# bedtime snack?



## rimzie_84 (Aug 7, 2009)

What would you suggest for bedtime snack (meal)?


----------



## Jux (Jul 23, 2008)

150g of cottage cheese.


----------



## albie (Mar 16, 2007)

Mine is 300g cottage cheese with a table spoon of peanut butter mixed in ( Meridian from Holland and Barrett, nothing added,just nuts)


----------



## Unit_69 (Jul 9, 2009)

Quark! Cheap (about 60p for 250g tub), good amount of protein (about 30g) and tastes much better than cottage cheese in my opinion. I mix it with a little bit of hot water and one of the little sachets of options hot choc (choc orange is the best). The sachet is about 30kcals only and cheap (4 for £1 in Morrissons). Its like angel delight. I have also mixed it a little but of reduced sugar jam, some people mix it with peanut butter.

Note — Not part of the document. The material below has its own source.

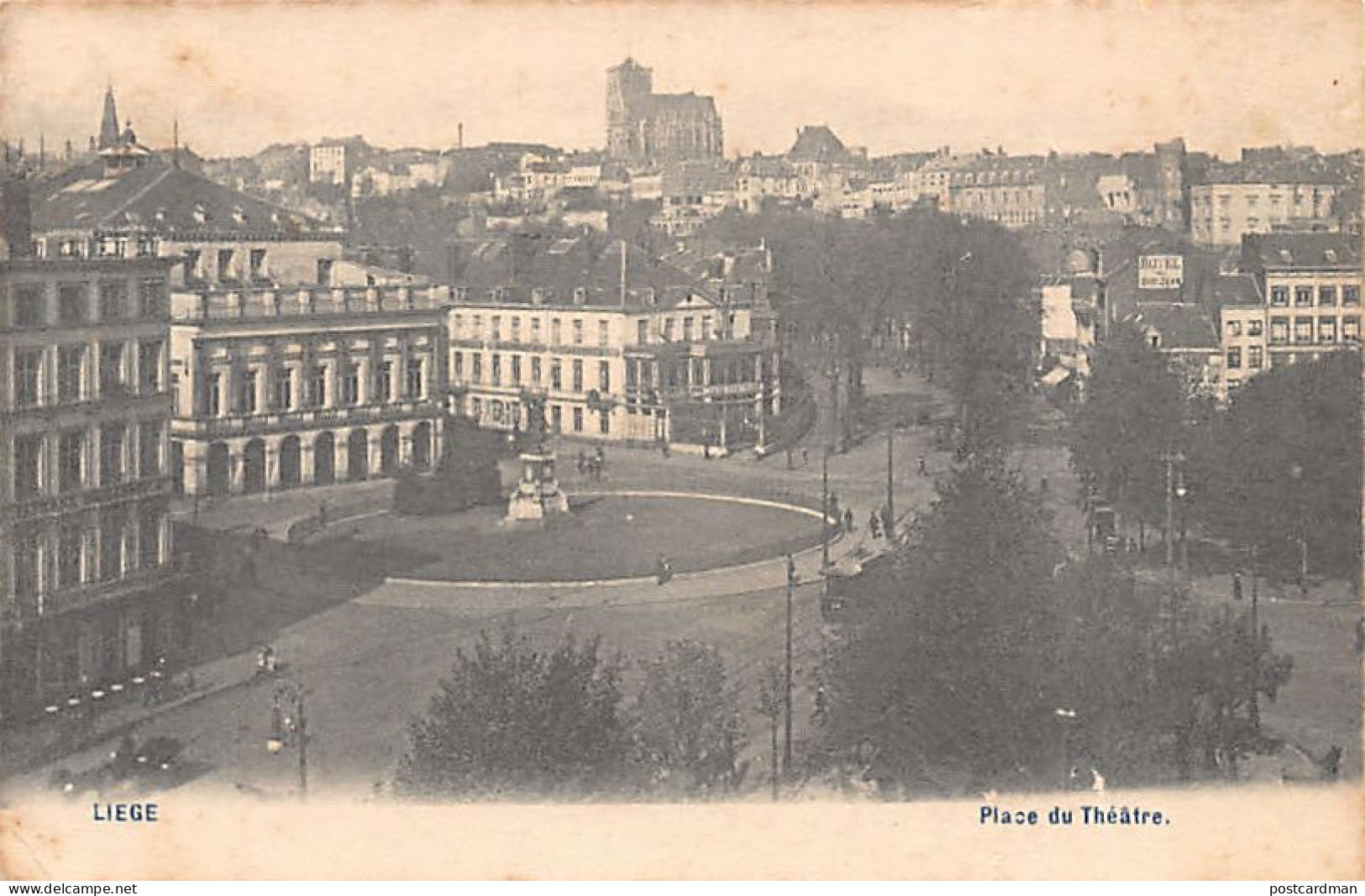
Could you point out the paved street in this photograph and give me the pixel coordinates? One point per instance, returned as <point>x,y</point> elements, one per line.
<point>369,664</point>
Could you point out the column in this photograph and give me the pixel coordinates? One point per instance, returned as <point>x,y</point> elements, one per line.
<point>373,437</point>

Other options would be cottage cheese, a caesin shake or a whey shake mixed with natural peanut butter


----------



## PumpedUp (Aug 23, 2009)

Id have to agree with Unit in respect of the Caesin shake, ive read a number of articles that recommend this form of protein due to its slow releasing powers which see you through the night.


----------



## Nemises (Jun 29, 2008)

I doubt you are allowed that siggy!


----------



## Porky Pie (Aug 2, 2007)

4 cans of draught stout and a packet of dry roasted peanuts


----------



## iopener (Jan 1, 2007)

scrambled eggs with wholemeal toast

Omelette

Steak sandwich


----------



## Jem (Mar 5, 2009)

Unit_69 said:


> Quark! Cheap (about 60p for 250g tub), good amount of protein (about 30g) and tastes much better than cottage cheese in my opinion. I mix it with a little bit of hot water and one of the little sachets of options hot choc (choc orange is the best). The sachet is about 30kcals only and cheap (4 for £1 in Morrissons). Its like angel delight. I have also mixed it a little but of reduced sugar jam, some people mix it with peanut butter.
> 
> Other options would be cottage cheese, a caesin shake or a whey shake mixed with natural peanut butter


What Unit says :lol:

I lova da quark :thumb:

Big bag of walkers would be nicer though !


----------



## T.F. (Aug 28, 2008)

I normally have 1 salmon fillet or 1 chicken fillet and casein protein shake mixed with 450ml whole milk.


----------



## WillOdling (Aug 27, 2009)

I usually do a piece of steak on its own, then another protein shake before bed.

Whats Quark? :confused1:


----------



## Rossy Balboa (Nov 6, 2008)

Same as albie for me,cottage cheese (250-300g) with meridian peanut butter :thumb:


----------



## Bulk1 (Apr 12, 2007)

Rossy Balboa said:


> Same as albie for me,cottage cheese (250-300g) with meridian peanut butter :thumb:


Havent tried CC with PB before... thats on the agenda tonight.


----------



## sizar (Nov 13, 2008)

Unit_69 said:


> Quark! Cheap (about 60p for 250g tub), good amount of protein (about 30g) and tastes much better than cottage cheese in my opinion. I mix it with a little bit of hot water and one of the little sachets of options hot choc (choc orange is the best). The sachet is about 30kcals only and cheap (4 for £1 in Morrissons). Its like angel delight. I have also mixed it a little but of reduced sugar jam, some people mix it with peanut butter.
> 
> Other options would be cottage cheese, a caesin shake or a whey shake mixed with natural peanut butter


what's Quark ?


----------



## pastanchicken (Sep 29, 2008)

It's a cheese


----------



## Cheese (Jul 7, 2009)

In this months Flex magazine Jay Cutler has listed his bulking diet plan.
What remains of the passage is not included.